Of First Ministers and Lost Chances

New musical explores the what-ifs that surround the life of Canada’s fourth prime minister.

Written by Mark Collin Reid

Posted June 30, 2021

Some say he could have become one of Canada’s best prime ministers. Sadly, the life of Sir John Thompson was cut short — he died of a heart attack at Windsor Castle in England, in the presence of Queen Victoria, no less.

Now the Nova Scotian politician’s story is being set to song in a new musical scripted by a former newspaper journalist. Titled The Great Might-Have-Been: A Musical about a Lost Canadian Opportunity, it was written by David Ellis Heyman with music by Steve Barker.

The lost opportunity mentioned in the title relates to the plan by Thompson, Canada’s fourth prime minister, to grant Canadian women the vote in the 1890s — more than two decades before women’s suffrage actually came into effect. Heyman, who lives in Victoria, said the idea for the musical came from a friend of his wife. She “knew I was a history buff,” Heyman said, “and asked me if I had a story for a Canadian version of Hamilton,” the popular Broadway musical about American founding father Alexander Hamilton. “I immediately thought of Sir John Thompson and his all-too-short term as prime minister from 1892 to 1894.”

Thompson served as premier of Nova Scotia in 1882 before being elected to the House of Commons, where he served as minister of justice in Sir John A. Macdonald’s Conservative government.

Thompson held progressive views on women’s suffrage and, upon taking office as prime minister, found a common purpose with Ishbel Marie Marjoribanks Hamilton-Gordon, Lady Aberdeen, the wife of Governor General John Campbell Hamilton-Gordon. Lady Aberdeen was an advocate of women’s suffrage and urged Thompson to grant women the right to vote.
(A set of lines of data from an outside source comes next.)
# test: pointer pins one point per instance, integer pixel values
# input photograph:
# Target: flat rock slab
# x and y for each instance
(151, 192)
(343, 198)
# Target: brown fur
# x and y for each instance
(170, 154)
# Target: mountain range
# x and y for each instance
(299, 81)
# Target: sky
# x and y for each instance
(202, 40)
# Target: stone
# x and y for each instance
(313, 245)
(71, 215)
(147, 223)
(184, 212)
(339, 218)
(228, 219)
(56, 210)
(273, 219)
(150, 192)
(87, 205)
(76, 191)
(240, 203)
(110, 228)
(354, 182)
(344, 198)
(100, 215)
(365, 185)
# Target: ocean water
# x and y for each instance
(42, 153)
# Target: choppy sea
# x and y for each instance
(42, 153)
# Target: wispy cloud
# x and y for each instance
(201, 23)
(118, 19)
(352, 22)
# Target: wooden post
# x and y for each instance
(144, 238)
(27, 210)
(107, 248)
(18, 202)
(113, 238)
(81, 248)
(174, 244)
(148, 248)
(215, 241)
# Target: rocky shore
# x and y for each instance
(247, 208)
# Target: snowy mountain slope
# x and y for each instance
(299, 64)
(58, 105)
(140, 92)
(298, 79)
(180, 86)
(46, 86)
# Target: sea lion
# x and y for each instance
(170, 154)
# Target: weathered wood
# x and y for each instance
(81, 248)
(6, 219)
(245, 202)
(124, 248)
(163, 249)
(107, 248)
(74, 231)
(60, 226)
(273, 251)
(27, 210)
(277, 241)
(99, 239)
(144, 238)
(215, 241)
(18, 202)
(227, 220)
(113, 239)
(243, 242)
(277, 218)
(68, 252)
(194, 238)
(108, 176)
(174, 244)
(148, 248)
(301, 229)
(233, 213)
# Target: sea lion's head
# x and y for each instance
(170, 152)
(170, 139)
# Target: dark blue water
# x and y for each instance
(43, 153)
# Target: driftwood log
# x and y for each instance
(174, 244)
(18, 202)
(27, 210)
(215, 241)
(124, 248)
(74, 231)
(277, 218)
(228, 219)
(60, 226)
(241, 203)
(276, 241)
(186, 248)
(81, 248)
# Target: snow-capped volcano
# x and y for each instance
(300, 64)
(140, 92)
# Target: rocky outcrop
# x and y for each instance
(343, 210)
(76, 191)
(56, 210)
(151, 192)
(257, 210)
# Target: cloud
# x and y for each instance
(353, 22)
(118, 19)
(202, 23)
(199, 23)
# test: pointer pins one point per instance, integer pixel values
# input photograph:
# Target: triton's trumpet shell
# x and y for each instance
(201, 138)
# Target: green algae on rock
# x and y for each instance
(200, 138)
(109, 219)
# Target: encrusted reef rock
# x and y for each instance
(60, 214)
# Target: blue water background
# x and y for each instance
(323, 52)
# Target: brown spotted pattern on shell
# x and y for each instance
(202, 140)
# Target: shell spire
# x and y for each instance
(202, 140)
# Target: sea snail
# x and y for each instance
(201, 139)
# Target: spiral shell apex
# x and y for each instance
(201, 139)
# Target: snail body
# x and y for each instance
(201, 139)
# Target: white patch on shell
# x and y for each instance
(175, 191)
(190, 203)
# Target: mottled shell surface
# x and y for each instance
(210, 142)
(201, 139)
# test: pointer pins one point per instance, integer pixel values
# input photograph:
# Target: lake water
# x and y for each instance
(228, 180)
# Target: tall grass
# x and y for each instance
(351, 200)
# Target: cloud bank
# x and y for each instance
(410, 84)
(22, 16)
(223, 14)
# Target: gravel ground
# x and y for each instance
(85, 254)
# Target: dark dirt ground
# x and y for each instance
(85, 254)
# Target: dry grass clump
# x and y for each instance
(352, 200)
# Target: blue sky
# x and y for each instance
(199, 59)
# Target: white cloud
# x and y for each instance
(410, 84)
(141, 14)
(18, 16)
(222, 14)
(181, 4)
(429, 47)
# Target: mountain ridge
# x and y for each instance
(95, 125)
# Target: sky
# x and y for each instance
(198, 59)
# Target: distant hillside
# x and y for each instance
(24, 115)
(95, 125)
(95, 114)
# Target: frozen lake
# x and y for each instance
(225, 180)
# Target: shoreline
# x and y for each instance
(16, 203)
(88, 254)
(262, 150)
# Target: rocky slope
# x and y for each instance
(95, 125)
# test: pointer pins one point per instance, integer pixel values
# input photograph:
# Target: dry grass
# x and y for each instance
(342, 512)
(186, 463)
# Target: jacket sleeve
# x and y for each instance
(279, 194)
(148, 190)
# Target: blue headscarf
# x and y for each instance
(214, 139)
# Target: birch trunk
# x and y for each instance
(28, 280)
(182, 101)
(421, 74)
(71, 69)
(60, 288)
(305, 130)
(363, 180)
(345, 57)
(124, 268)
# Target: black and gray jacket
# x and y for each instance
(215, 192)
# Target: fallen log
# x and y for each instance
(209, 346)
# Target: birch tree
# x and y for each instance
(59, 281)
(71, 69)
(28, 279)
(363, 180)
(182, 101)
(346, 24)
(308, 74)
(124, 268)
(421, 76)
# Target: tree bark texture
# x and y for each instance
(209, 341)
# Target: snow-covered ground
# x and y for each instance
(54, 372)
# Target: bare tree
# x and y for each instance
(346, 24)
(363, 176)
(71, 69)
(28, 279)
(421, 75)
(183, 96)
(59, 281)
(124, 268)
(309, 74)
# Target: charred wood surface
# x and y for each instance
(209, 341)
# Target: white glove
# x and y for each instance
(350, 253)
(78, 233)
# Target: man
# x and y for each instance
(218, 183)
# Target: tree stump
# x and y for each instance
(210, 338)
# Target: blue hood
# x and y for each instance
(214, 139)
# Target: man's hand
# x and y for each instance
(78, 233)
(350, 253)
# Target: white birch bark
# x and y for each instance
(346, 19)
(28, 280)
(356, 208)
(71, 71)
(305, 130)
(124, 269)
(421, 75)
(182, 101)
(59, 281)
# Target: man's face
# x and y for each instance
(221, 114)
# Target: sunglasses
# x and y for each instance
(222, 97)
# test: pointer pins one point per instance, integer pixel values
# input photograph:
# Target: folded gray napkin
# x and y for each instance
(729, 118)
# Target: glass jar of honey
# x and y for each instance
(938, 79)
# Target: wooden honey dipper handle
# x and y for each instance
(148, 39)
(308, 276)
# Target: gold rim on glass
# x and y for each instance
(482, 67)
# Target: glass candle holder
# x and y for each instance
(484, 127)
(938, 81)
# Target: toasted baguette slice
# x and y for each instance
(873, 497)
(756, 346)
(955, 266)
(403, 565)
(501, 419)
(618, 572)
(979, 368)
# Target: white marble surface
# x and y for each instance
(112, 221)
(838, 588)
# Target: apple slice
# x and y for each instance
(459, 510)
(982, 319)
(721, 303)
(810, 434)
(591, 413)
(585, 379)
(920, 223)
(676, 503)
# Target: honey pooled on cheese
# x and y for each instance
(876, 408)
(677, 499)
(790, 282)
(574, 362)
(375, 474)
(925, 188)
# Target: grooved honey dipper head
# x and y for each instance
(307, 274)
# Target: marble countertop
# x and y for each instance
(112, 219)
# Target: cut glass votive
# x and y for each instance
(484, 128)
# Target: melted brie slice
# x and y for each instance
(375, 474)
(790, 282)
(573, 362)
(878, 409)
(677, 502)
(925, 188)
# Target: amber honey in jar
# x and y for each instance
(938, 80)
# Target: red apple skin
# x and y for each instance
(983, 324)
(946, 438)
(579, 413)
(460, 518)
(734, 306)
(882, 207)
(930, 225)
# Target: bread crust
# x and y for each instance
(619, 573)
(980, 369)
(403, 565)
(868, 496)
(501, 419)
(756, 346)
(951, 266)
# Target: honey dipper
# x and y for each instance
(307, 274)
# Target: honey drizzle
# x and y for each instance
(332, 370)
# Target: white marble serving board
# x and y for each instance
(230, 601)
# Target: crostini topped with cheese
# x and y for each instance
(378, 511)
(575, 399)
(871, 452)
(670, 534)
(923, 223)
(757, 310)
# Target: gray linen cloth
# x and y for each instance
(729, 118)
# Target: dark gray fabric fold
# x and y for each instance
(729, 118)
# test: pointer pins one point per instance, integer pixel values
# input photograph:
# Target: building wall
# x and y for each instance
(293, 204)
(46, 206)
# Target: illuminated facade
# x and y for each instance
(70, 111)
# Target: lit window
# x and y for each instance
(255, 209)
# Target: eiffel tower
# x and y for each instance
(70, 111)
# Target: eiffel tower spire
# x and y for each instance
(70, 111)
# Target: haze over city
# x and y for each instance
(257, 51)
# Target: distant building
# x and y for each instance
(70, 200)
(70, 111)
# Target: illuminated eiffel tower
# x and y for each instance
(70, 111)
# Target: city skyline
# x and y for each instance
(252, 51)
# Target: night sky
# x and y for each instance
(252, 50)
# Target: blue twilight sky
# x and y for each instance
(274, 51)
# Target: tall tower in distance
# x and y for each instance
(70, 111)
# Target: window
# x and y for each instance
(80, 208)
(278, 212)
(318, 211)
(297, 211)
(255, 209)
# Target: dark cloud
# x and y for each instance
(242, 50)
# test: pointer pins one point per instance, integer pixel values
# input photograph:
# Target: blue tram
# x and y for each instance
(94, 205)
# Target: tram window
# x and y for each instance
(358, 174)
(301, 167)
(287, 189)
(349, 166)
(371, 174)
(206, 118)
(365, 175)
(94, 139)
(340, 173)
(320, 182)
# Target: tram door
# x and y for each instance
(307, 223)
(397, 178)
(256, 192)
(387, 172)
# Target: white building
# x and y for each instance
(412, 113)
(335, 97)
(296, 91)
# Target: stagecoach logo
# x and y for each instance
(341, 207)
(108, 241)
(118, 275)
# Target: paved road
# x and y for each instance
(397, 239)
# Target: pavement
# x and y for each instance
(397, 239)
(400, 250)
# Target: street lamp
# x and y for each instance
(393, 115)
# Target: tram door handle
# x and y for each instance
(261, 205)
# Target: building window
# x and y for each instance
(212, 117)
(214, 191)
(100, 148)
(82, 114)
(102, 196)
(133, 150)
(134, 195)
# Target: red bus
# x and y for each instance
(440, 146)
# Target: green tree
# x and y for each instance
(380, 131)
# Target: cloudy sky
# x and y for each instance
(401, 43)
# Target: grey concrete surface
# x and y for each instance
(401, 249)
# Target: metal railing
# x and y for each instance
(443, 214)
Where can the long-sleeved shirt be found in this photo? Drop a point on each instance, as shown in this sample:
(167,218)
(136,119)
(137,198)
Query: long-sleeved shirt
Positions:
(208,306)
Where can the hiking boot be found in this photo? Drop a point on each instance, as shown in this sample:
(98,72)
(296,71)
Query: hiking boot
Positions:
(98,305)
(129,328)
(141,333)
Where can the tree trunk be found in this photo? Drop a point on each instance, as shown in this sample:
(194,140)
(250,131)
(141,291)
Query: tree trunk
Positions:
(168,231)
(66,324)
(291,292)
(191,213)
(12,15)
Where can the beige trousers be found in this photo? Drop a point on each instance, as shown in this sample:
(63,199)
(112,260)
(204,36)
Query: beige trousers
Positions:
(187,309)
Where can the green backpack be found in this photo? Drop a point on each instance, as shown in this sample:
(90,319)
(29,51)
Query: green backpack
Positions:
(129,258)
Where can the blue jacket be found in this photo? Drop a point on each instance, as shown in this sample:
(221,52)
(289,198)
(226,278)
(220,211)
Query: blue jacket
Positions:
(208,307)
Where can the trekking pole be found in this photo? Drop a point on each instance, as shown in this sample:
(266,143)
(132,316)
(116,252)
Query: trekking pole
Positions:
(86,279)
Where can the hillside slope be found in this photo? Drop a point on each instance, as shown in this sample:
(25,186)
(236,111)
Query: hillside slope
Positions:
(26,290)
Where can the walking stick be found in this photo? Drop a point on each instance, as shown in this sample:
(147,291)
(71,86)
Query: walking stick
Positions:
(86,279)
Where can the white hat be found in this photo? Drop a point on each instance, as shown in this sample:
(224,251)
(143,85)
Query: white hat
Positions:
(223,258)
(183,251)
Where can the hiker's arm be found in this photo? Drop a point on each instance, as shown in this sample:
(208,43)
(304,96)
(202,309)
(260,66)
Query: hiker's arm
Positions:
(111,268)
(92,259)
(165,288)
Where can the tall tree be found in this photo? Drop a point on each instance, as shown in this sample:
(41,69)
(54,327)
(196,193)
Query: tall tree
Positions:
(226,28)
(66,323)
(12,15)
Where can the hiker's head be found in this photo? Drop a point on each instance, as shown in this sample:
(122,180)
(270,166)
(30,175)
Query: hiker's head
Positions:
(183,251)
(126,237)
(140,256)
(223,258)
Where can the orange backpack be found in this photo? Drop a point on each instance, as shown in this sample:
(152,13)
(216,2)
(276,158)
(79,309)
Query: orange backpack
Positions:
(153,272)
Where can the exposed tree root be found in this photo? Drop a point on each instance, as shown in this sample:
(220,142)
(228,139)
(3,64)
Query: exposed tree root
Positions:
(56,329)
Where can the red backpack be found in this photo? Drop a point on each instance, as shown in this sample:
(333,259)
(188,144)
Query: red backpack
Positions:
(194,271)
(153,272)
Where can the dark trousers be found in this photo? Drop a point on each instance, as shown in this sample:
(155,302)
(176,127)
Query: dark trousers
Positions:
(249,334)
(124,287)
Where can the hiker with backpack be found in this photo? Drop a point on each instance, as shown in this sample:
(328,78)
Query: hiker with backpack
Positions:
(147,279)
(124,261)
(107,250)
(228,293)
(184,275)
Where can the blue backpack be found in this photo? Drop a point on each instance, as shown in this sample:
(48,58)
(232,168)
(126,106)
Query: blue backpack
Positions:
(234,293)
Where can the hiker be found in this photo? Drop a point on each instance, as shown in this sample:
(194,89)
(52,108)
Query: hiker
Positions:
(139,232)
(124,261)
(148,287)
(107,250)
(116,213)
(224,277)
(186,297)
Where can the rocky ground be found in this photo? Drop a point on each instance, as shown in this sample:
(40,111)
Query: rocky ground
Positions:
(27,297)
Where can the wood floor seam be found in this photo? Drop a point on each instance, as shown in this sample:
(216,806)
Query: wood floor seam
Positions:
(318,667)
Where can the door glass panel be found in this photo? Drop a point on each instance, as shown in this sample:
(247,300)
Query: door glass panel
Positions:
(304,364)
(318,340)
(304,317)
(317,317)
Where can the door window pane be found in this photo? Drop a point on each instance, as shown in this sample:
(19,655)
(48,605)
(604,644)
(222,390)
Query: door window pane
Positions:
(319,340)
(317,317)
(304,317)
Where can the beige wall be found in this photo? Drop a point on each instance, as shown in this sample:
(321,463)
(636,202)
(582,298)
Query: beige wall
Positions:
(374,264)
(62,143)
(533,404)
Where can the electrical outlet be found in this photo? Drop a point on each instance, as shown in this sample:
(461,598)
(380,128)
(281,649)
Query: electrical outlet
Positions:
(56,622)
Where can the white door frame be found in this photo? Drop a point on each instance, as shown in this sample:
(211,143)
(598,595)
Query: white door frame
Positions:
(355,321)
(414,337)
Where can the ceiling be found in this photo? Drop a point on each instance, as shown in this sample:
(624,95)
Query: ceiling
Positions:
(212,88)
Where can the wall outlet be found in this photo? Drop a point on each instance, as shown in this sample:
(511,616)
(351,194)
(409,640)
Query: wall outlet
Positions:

The prime minister was poised to bring a women’s suffrage bill to Parliament but died before it could be introduced.

“As it was,” Heyman said, “the vote was half-heartedly introduced by Thompson’s successor, Mackenzie Bowell, and was soundly voted down, in no small part due to an anti-suffrage speech by Liberal leader Sir Wilfrid Laurier.”

The musical’s cast of characters includes Thompson, Lady Aberdeen, Laurier, Sir John Abbott (Thompson’s predecessor as prime minister), and Thompson’s wife, Annie. It will debut at the Nanaimo Fringe Festival in Nanaimo, B.C., and will run from August 12 to 22. Actress Shauna Solomon, the friend who inspired the musical, will play Lady Aberdeen.

Heyman, a former newspaper reporter, said Thompson’s life is an intriguing what-if story. “Many feel that, if he’d served his full term, he might well have ranked with our greatest prime ministers and might even have supplanted Sir Wilfrid Laurier as our first great twentieth-century leader.”